Designed to maximise grip on the roads in colder weather, winter tyres help motorists make sure they can stop safely on ice-covered roads and don’t lose control in the snow. They are also more resistant to wear and tear than summer tyres, so if you’re only using them on your car in the winter months they should last longer and will help to preserve the life of your summer tyres too.
Winter tyres are different to summer tyres in the fact that they are made of a slightly different compound. Summer tyres are perfect for warmer temperatures, but as soon as the thermometer reads below 7 degrees celsius, the tyre begins to harden and grip is lost. Winter tyres are made using a higher percentage of natural rubber and other compounds, designed to mitigate the hardening of the tyre and thus providing additional grip.
According to an article on the National Franchised Dealer Association’s website, trusteddealers.co.uk, most car manufacturers recommend putting winter tyres onto your vehicle when the temperature falls below a sustained 7 degrees centigrade as mentioned, so around November/December is usually a good time to start thinking about buying them if you don’t own any already.

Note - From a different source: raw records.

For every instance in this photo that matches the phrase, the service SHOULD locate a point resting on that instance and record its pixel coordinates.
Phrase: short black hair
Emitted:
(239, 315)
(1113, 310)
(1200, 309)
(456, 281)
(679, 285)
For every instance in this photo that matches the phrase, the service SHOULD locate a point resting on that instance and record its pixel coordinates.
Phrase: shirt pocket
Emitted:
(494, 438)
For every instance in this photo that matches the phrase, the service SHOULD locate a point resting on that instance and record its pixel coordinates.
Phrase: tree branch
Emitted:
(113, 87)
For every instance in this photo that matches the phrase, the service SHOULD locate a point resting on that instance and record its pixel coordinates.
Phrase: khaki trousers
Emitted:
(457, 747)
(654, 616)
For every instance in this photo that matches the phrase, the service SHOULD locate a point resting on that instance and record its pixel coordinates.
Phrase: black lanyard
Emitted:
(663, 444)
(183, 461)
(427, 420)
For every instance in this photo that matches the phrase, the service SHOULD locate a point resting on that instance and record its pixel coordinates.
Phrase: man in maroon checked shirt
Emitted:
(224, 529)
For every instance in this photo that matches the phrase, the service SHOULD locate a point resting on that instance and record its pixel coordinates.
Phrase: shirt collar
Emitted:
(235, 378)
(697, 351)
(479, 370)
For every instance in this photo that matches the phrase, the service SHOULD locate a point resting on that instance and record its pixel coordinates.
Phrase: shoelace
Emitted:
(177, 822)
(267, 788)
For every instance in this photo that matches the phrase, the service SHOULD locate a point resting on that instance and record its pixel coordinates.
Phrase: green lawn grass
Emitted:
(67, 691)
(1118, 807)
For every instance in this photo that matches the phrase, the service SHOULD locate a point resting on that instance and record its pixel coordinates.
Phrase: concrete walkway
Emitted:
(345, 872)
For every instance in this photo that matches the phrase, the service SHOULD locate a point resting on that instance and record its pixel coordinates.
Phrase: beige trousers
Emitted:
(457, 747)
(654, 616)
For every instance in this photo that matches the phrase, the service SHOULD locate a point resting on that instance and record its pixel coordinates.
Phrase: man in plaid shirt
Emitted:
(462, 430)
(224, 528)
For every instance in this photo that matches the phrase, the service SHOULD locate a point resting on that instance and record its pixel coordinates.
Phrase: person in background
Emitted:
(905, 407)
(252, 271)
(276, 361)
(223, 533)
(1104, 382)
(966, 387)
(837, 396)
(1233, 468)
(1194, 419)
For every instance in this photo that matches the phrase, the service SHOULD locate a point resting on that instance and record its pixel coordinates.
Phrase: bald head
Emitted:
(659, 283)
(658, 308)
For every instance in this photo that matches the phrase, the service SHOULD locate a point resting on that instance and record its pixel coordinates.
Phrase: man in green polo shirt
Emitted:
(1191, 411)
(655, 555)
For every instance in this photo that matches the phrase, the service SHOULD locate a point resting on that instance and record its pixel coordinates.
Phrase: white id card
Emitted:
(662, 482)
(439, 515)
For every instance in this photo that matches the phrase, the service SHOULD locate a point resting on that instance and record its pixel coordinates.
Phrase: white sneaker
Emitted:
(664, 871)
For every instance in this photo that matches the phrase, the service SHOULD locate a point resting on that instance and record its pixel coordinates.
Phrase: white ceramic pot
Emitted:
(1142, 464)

If you live somewhere that’s particularly prone to cold weather in winter, or in the countryside where the roads are harder to drive on in wintery conditions, a good set of winter tyres could make all the difference between getting stuck and getting home safely.
Most rear-wheel drive car owners should consider switching to winter tyres. If your car has front-wheel drive, you’ll have more grip in slippery conditions. However, if your car has rear-wheel drive, you won’t have the advantage of the engine weight which means you could struggle climbing steep hills in icy weather.
The article also notes that winter tyres don’t cost more than summer tyres. For example, a small family car may cost around £200 to kit out with winter tyres, depending on the tyre manufacturer and professional fitting costs.